Ultramarathons: Why?

Post by
Jonathan Life, PhD
The sport of ‘ultrarunning’—generally defined to include any footraces longer than the 42.2km standard marathon—has seen a recent surge in popularity. The allure of this sport seems to be pushing one’s physical endurance to the absolute limit.

Some examples of ultramarathons include: The Badwater Ultramarathon, a 135-mile race with 14,600 feet of ascent, run in the hottest month of the year in a dry, dessert-climate area called ‘Death Valley;’ The Barkley Marathons, a 100-miler on an entirely unmarked wilderness course in Tennessee that only 14 of around 1,000 participants have finished in the race’s 20 year history; and The Self-Transcendence 3,100 Mile Race, a distance run on a half-mile loop around a school in New York City that runners have a maximum of 52 days to complete (about 60 miles a day), meaning, as with The Barkley, that many who attempt to finish don’t.

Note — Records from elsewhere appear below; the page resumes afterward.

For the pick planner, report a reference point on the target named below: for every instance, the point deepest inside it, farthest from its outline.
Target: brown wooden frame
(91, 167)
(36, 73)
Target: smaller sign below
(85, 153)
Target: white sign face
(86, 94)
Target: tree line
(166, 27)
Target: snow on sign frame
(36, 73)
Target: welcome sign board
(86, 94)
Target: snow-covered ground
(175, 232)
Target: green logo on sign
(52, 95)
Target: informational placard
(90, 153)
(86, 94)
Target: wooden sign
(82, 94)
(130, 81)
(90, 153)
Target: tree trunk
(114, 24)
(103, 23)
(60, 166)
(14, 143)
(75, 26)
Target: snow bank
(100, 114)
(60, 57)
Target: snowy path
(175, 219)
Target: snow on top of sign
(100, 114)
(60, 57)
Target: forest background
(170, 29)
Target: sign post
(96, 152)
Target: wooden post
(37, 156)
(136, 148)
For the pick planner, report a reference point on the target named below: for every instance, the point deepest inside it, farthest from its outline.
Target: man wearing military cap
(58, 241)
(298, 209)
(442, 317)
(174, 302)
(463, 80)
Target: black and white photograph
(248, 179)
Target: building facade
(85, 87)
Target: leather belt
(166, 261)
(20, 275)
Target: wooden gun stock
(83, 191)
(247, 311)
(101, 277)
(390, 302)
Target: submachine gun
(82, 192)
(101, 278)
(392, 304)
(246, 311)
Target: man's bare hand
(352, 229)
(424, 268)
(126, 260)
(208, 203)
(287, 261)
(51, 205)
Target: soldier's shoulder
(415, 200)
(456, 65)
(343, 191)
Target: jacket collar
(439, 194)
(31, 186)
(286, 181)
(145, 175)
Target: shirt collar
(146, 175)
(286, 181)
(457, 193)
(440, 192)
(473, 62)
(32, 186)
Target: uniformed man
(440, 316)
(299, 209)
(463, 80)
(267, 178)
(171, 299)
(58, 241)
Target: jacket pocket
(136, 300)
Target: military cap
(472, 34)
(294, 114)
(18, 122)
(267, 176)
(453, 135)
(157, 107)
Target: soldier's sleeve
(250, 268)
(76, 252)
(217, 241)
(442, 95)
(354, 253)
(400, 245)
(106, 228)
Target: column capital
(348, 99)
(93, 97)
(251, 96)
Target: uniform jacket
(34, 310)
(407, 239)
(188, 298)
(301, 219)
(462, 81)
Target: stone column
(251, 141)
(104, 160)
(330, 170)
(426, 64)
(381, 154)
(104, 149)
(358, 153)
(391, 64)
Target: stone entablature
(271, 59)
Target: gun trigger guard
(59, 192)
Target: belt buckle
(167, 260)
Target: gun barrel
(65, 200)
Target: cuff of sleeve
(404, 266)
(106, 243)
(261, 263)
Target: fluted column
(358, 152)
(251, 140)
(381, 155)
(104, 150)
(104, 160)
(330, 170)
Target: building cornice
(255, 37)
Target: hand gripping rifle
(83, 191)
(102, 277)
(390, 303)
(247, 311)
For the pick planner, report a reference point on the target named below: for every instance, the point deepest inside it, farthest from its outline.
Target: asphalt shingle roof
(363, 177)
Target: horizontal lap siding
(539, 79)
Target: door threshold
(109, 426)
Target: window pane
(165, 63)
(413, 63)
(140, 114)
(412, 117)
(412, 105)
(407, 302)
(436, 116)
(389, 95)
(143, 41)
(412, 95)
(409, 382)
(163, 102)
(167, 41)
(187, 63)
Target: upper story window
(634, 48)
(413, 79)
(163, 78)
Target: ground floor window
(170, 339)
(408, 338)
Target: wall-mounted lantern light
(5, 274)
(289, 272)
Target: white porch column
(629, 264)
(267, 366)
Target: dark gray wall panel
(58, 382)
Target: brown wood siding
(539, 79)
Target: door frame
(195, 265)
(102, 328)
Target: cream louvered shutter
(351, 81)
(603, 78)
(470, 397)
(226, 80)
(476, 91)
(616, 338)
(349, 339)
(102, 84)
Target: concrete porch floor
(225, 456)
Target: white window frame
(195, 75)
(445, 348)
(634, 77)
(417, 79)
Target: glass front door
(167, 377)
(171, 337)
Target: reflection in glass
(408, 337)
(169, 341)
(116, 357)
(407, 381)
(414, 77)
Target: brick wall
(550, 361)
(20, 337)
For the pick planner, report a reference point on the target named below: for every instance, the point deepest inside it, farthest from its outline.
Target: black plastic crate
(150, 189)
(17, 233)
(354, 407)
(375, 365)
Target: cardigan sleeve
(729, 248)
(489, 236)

Considering races like these provokes one question: why?

As a runner myself, I have some understanding of the mentality behind the apparent madness. While I have only run further than the official marathon distance once – and even then, only for a ‘mere’ 50km – I have run many marathons (and other races) with specific time goals, and I have experienced both the satisfaction of meeting those goals as well as – probably more often – the disappointment of failing to do so.

In testing one’s physical endurance honestly, the possibility of success requires the possibility of failure. Races can be long and unforgiving, and, as Ultrarunner, Scott Jurek put it, ‘distance strips us bare.’

At the risk of admitting to clickbait, I’m not sure there’s really a rational explanation to fully explain why runners run. In Running with the Kenyans, Adharanand Finn perhaps puts it best:

“the times and charts are merely carrots we dangle in front of our rational mind, our over-analytical brain, to give it a reason to come along for the ride. What really drives us on is something else, this need to feel human, to reach below the multitude of layers of roles and responsibilities society has placed on us, down below the company name tags, even the father, husband, son labels, to the pure, raw human being underneath. At such moments, our rational mind becomes redundant. We move from thought to feeling.”


My sense is that’s what ultrarunning, and much of serious running in general, is about. Seeing the faces of agony runners make at 40km (or 80, or 200), however, one can’t blame folks for wondering if maybe disc golf or lawn bowling might move them from thought to feeling just as well.